Maggiatal – Die Perle des Tessins

Maggiatal – Die Perle des Tessins

Der Kanton Tessin, welcher auch als Sonnenstube der Schweiz bezeichnet wird, zählt zu den beliebtesten Ferienregionen des Alpenlandes. Der Kanton überzeugt mit mediterranem Klima, einer grünen Vegetation, welche die Berge bis zu den Gipfeln begleitet, einem gut ausgeschilderten Wanderwegnetz und nicht zuletzt mit glasklaren Flüssen, welche zum Baden einladen. Nebst dem Verzascatal gilt das Maggiatal zu den schönsten Tälern der Region. Schon am Anfang des Tales bei Ponte Brolla zeigt sich der Fluss Maggia mit umwerfenden Felsformationen von seiner schönsten Seite. Etwas höher gelegen auf der Höhe von Avegnio liegt der bei Deutschschweizern äusserst beliebte Campingplatz „Piccolo Paradiso“, welcher ein idealer Ort für erholsame Familienferien und ein guter Ausgangspunkt für vielseitige Wanderungen ist. Auch wenn der Campingplatz mittlerweile 4 Sterne ausweist und zu den teuersten des Kantons zählt, konnte er sich doch einen Teil des alten Charmes bewahren. Gerade die wenigen verbliebenen Zeltplätze im oberen Bereich, verfügen immer noch über eine eigene Feuerstelle, bieten sehr gute schattige Plätze und sind umringt von Tessiner Steinwänden. Der untere Teil des Zeltplatzes wird heute zu einem grossen Teil von Saisonmietern belegt und es wurden eine ganze Reihe von Ferienbungalows gebaut, welche dem neuen Trend vom luxuriösen Campen Rechnung tragen.

Maggiatal Tessin Avegno

Welche Ausflüge von Avegno bieten sich an?

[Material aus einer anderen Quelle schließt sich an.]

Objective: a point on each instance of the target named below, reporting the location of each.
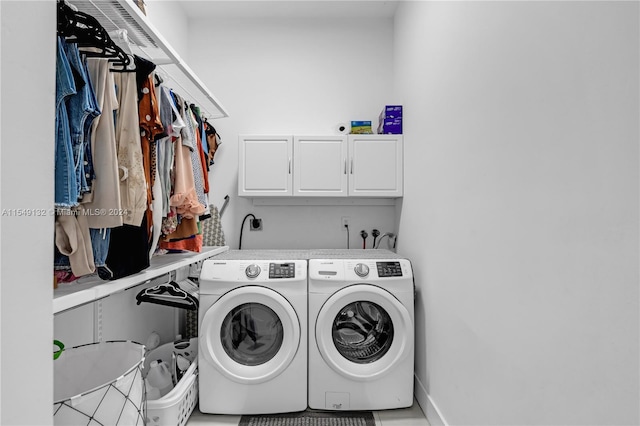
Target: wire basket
(175, 407)
(100, 383)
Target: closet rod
(138, 25)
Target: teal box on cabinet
(390, 120)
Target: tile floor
(412, 416)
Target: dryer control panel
(389, 269)
(282, 270)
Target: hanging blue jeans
(66, 183)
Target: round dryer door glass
(251, 334)
(362, 332)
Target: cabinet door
(320, 166)
(265, 166)
(376, 166)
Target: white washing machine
(252, 355)
(361, 333)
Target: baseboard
(430, 410)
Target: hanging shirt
(102, 204)
(133, 185)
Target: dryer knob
(252, 271)
(361, 270)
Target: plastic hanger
(168, 294)
(83, 29)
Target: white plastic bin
(100, 383)
(175, 407)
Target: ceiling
(289, 9)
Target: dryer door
(250, 334)
(363, 331)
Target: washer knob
(361, 270)
(252, 271)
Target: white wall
(521, 150)
(171, 22)
(26, 153)
(292, 76)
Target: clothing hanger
(168, 294)
(83, 29)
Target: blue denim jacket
(66, 183)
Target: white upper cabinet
(265, 166)
(365, 166)
(376, 166)
(320, 166)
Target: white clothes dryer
(252, 355)
(361, 333)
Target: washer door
(363, 332)
(250, 334)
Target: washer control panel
(361, 270)
(282, 270)
(389, 269)
(252, 270)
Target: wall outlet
(345, 222)
(255, 225)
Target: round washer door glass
(362, 332)
(251, 334)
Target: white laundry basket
(175, 407)
(100, 383)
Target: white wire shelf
(88, 289)
(148, 43)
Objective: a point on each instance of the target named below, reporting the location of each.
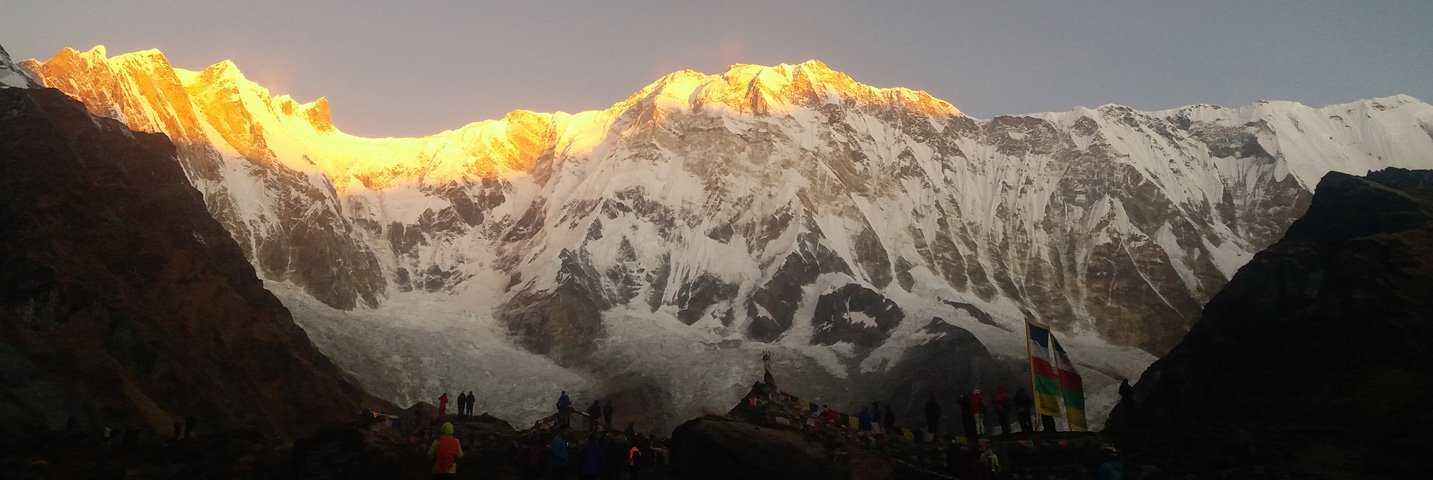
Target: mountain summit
(651, 251)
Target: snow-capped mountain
(879, 242)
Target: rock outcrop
(1314, 357)
(784, 208)
(125, 304)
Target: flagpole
(1029, 363)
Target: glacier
(879, 242)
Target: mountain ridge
(849, 238)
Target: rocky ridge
(1311, 360)
(711, 217)
(126, 304)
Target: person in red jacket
(444, 453)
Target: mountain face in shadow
(1316, 353)
(125, 303)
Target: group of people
(465, 404)
(975, 410)
(598, 413)
(606, 454)
(546, 450)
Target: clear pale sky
(417, 68)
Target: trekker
(1022, 409)
(989, 462)
(563, 401)
(558, 456)
(1002, 409)
(444, 453)
(978, 407)
(1109, 464)
(1127, 391)
(933, 417)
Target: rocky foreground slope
(1314, 357)
(125, 304)
(654, 250)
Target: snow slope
(866, 237)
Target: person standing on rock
(1022, 409)
(1127, 391)
(444, 453)
(1002, 409)
(933, 417)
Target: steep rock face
(125, 303)
(287, 222)
(753, 208)
(1320, 340)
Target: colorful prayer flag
(1043, 374)
(1072, 387)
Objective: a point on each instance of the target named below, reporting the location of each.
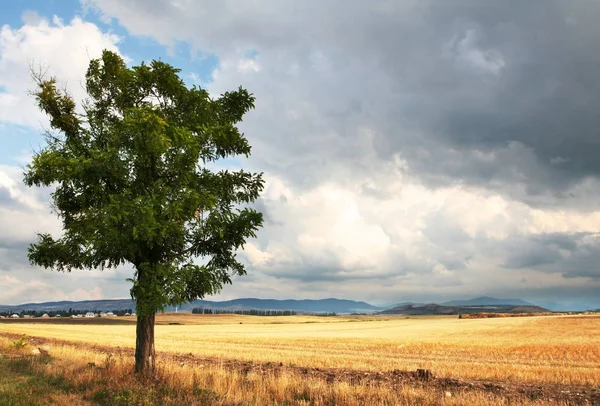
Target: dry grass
(78, 375)
(556, 350)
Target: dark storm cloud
(573, 255)
(502, 95)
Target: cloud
(412, 150)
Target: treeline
(63, 313)
(251, 312)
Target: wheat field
(546, 350)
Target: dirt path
(570, 394)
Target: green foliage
(133, 183)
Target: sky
(412, 151)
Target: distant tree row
(251, 312)
(63, 313)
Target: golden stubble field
(560, 350)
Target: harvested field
(552, 358)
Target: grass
(560, 350)
(545, 351)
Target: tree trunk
(144, 345)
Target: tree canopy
(134, 184)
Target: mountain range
(331, 305)
(300, 306)
(432, 308)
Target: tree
(134, 185)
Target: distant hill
(301, 306)
(404, 304)
(486, 300)
(433, 309)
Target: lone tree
(134, 185)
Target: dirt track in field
(576, 395)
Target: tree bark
(144, 345)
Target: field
(344, 360)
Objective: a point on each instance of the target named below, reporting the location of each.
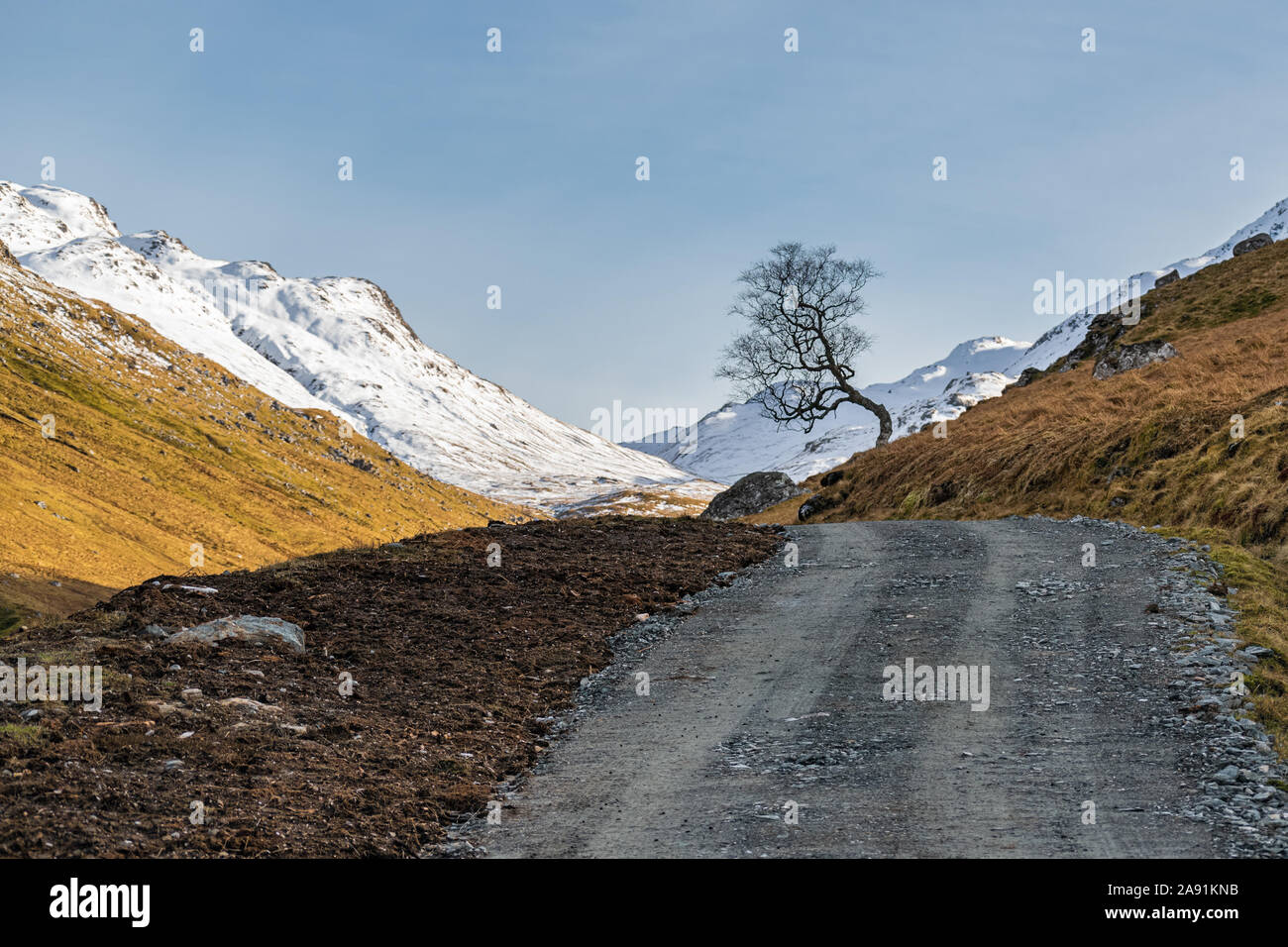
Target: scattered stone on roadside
(249, 705)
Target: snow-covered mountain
(334, 343)
(737, 440)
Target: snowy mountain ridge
(735, 440)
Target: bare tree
(797, 360)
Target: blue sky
(518, 169)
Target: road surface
(768, 725)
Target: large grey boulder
(246, 628)
(1127, 357)
(752, 493)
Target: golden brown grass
(1150, 446)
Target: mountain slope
(1060, 339)
(338, 343)
(735, 440)
(1197, 445)
(120, 450)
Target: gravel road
(768, 724)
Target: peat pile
(252, 749)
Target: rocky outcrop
(1127, 357)
(816, 504)
(246, 628)
(752, 493)
(1253, 243)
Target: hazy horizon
(518, 169)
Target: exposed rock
(246, 628)
(752, 493)
(1127, 357)
(1025, 377)
(1253, 243)
(815, 504)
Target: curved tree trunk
(879, 410)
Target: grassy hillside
(155, 453)
(1151, 446)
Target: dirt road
(771, 725)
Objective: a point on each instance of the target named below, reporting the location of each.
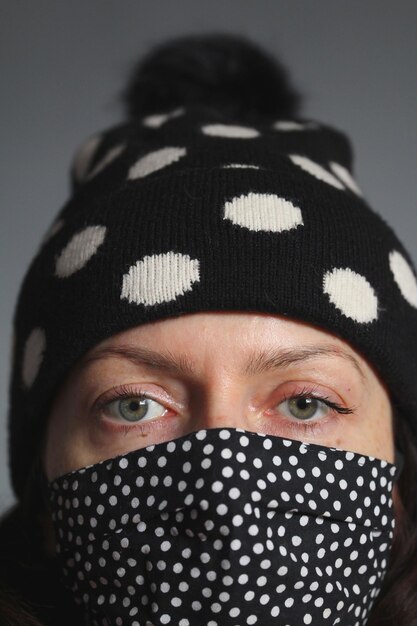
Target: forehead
(259, 342)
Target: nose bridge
(220, 405)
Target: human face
(217, 369)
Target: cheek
(370, 435)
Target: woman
(213, 402)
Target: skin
(216, 393)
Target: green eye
(303, 407)
(136, 409)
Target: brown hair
(31, 594)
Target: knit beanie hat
(214, 195)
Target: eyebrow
(258, 362)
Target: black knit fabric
(188, 210)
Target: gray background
(64, 62)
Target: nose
(220, 409)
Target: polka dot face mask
(226, 527)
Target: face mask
(226, 527)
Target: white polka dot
(345, 176)
(33, 355)
(290, 125)
(229, 130)
(352, 294)
(240, 166)
(160, 278)
(157, 119)
(110, 156)
(263, 212)
(316, 170)
(83, 157)
(79, 250)
(404, 277)
(155, 161)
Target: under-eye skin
(304, 410)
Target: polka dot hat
(214, 195)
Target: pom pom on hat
(222, 71)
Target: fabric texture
(226, 527)
(190, 210)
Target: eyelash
(125, 391)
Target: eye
(304, 407)
(135, 408)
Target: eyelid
(128, 390)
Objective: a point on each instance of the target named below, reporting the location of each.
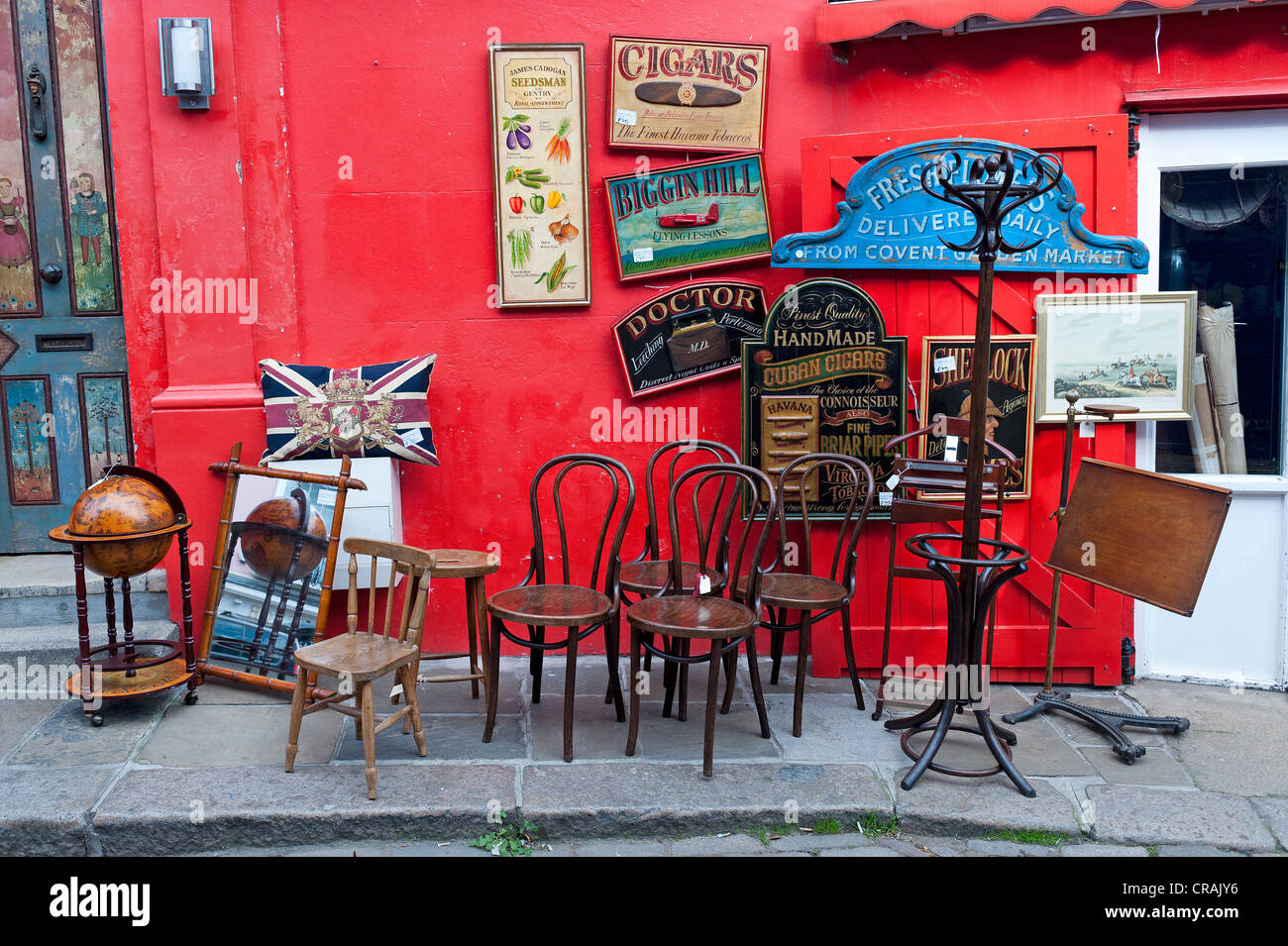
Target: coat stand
(1048, 699)
(990, 189)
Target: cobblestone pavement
(166, 778)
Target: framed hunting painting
(687, 94)
(688, 216)
(539, 158)
(947, 373)
(1122, 348)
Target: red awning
(855, 20)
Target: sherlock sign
(687, 94)
(824, 377)
(889, 222)
(947, 373)
(690, 216)
(688, 334)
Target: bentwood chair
(583, 609)
(930, 476)
(683, 615)
(815, 596)
(359, 658)
(648, 573)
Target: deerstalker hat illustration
(991, 411)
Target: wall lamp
(187, 60)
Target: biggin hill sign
(889, 222)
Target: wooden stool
(473, 567)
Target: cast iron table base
(965, 659)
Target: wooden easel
(233, 470)
(1099, 541)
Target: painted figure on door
(31, 469)
(14, 245)
(89, 216)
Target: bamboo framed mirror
(271, 573)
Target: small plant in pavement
(827, 825)
(509, 839)
(874, 825)
(1030, 837)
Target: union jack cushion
(375, 411)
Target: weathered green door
(65, 409)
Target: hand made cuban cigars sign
(687, 94)
(688, 334)
(823, 377)
(889, 222)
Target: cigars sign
(823, 377)
(688, 334)
(687, 94)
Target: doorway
(63, 387)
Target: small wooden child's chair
(360, 657)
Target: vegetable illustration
(532, 176)
(563, 231)
(558, 147)
(555, 274)
(520, 248)
(516, 132)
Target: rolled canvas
(1216, 331)
(1203, 443)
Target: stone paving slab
(42, 576)
(1274, 812)
(832, 729)
(969, 807)
(1235, 739)
(1039, 751)
(658, 799)
(237, 735)
(1155, 768)
(1102, 851)
(20, 716)
(44, 809)
(65, 738)
(1159, 816)
(162, 811)
(447, 739)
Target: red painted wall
(399, 259)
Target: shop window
(1224, 235)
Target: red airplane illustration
(711, 216)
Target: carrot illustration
(558, 149)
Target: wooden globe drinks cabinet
(120, 528)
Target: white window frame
(1199, 141)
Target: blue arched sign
(889, 222)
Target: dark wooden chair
(583, 609)
(935, 476)
(648, 573)
(683, 615)
(359, 658)
(815, 597)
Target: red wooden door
(1093, 620)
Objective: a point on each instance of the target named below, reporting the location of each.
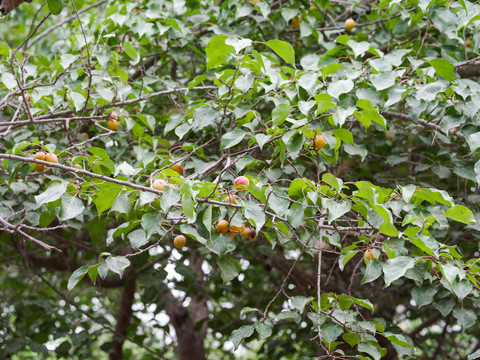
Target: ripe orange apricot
(40, 155)
(235, 229)
(113, 116)
(51, 158)
(40, 167)
(160, 183)
(179, 241)
(112, 124)
(295, 21)
(319, 142)
(231, 199)
(349, 24)
(249, 233)
(222, 226)
(369, 254)
(178, 168)
(241, 181)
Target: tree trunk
(124, 317)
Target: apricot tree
(351, 233)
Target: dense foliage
(362, 244)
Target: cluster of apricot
(45, 157)
(113, 121)
(223, 226)
(158, 184)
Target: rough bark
(123, 319)
(8, 5)
(190, 342)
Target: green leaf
(241, 333)
(474, 355)
(117, 264)
(70, 208)
(443, 68)
(388, 229)
(188, 209)
(373, 272)
(383, 80)
(473, 140)
(255, 214)
(282, 49)
(336, 210)
(76, 276)
(339, 87)
(232, 138)
(363, 302)
(299, 302)
(131, 51)
(217, 51)
(346, 255)
(330, 332)
(106, 197)
(137, 238)
(396, 268)
(53, 193)
(169, 198)
(461, 214)
(121, 204)
(333, 181)
(429, 92)
(424, 295)
(462, 288)
(222, 245)
(289, 315)
(264, 329)
(280, 113)
(4, 50)
(465, 317)
(55, 6)
(229, 268)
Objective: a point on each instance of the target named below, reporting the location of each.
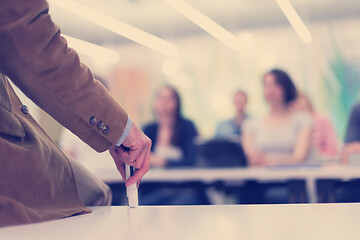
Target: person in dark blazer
(172, 135)
(37, 181)
(173, 146)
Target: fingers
(121, 169)
(139, 173)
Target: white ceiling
(156, 17)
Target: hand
(157, 161)
(134, 151)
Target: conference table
(250, 222)
(309, 173)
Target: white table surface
(110, 174)
(278, 222)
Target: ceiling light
(92, 50)
(205, 23)
(119, 27)
(295, 20)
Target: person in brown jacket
(36, 179)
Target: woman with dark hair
(283, 136)
(173, 146)
(172, 135)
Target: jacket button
(92, 121)
(100, 125)
(24, 109)
(105, 130)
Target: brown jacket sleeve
(37, 59)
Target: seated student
(324, 136)
(172, 135)
(283, 136)
(352, 138)
(350, 191)
(232, 128)
(173, 146)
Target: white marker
(131, 191)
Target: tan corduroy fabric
(36, 179)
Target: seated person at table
(349, 191)
(232, 128)
(324, 136)
(173, 146)
(172, 135)
(283, 136)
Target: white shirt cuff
(125, 133)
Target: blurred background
(207, 51)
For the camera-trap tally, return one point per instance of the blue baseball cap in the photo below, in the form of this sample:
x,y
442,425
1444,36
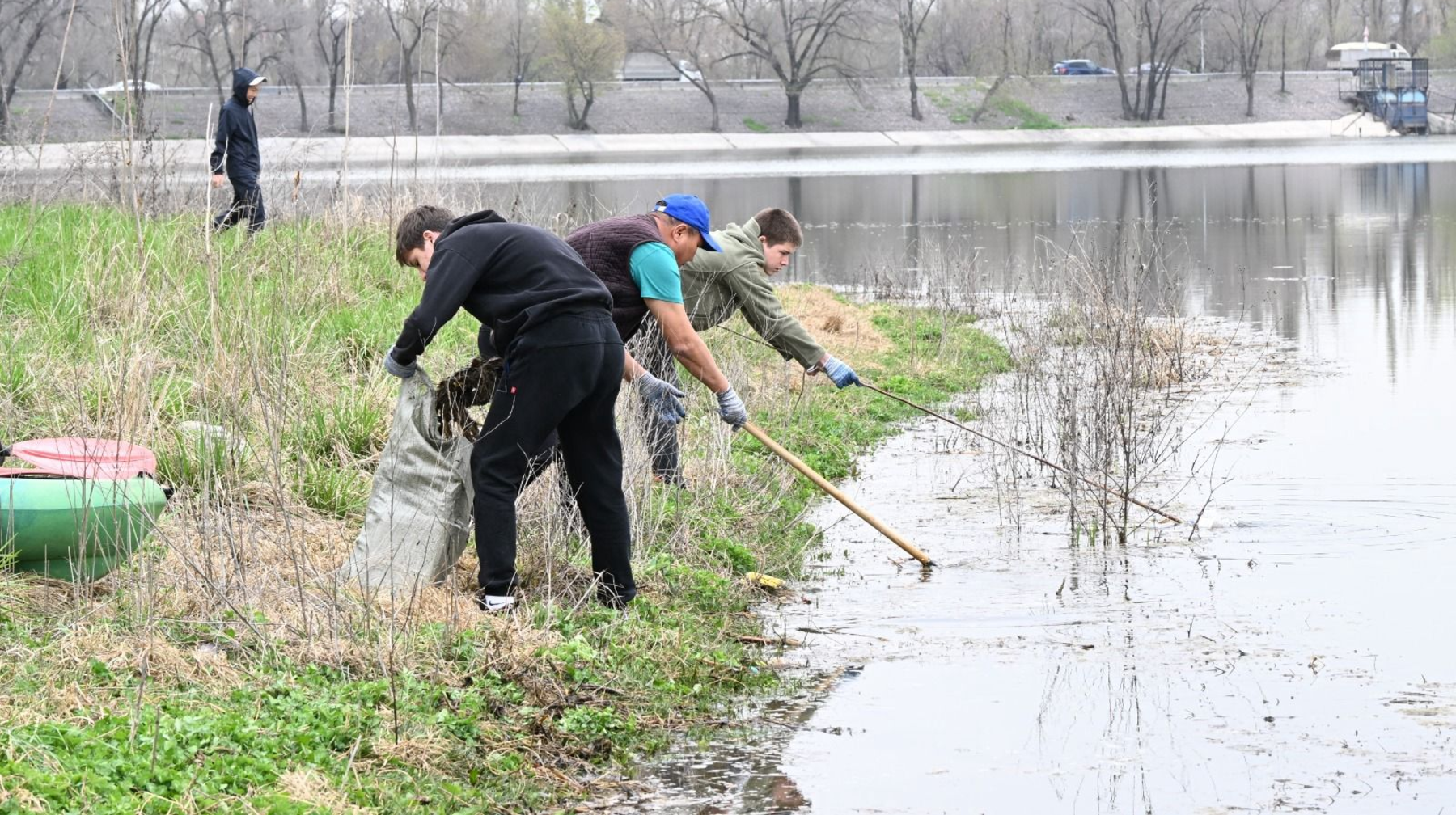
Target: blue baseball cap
x,y
692,211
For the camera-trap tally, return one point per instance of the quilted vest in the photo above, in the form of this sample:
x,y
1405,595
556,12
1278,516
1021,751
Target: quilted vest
x,y
606,247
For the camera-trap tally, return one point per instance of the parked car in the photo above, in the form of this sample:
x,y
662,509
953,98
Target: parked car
x,y
1079,67
1162,69
647,65
1346,56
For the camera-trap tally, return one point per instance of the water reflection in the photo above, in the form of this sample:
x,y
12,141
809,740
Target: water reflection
x,y
1288,661
1280,247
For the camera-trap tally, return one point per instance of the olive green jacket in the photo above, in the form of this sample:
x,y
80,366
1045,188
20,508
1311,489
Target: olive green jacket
x,y
717,284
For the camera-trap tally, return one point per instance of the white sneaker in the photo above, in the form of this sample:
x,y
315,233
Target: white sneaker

Wer mit seiner Familie eine kleine Wanderung machen möchte, der folgt vom Zeltplatz aus der Maggia bergwärts und üerquert den Fluss bei der ersten Hängebrücke. Von dort an folgt man einem wunderschönen Wanderweg, teils entlang des Flusses und schlussendlich hoch über dem Tag bis zu einem kleinen Rustico-Dorf. Die Wanderung, welche ca. 2 Stunden dauert, endet dann in Ponte Brolla, von wo aus man wahlweise mit dem Bus oder zu Fuss zurück nach Avegno reisen kann. Ein wirklich schöner Tagesausflug ist der Wasserfall Salto bei Dorf Maggia. Man nimmt den Bus von Avegno und fahrt bis zur Station Maggia Centrale. Dann folgt man der Strasse rechts und folgt den Wegweisern zum Wasserfall. Der Wasserfall Salto ist eine wahre Augenweide und ist ein Traum für ein erfrischendes Bad im kühlen Wasser. In den Sommerferien tummeln sich aber sehr viele Locals und Touristen an diesem bekannten Ort, es empfiehlt sich dann denn Wasserfall erst gegen den Abend zu besuchen. Ohnehin sind schattige Plätze ein seltenes Gut, was ebenfalls für die kühleren Abendstunden spricht.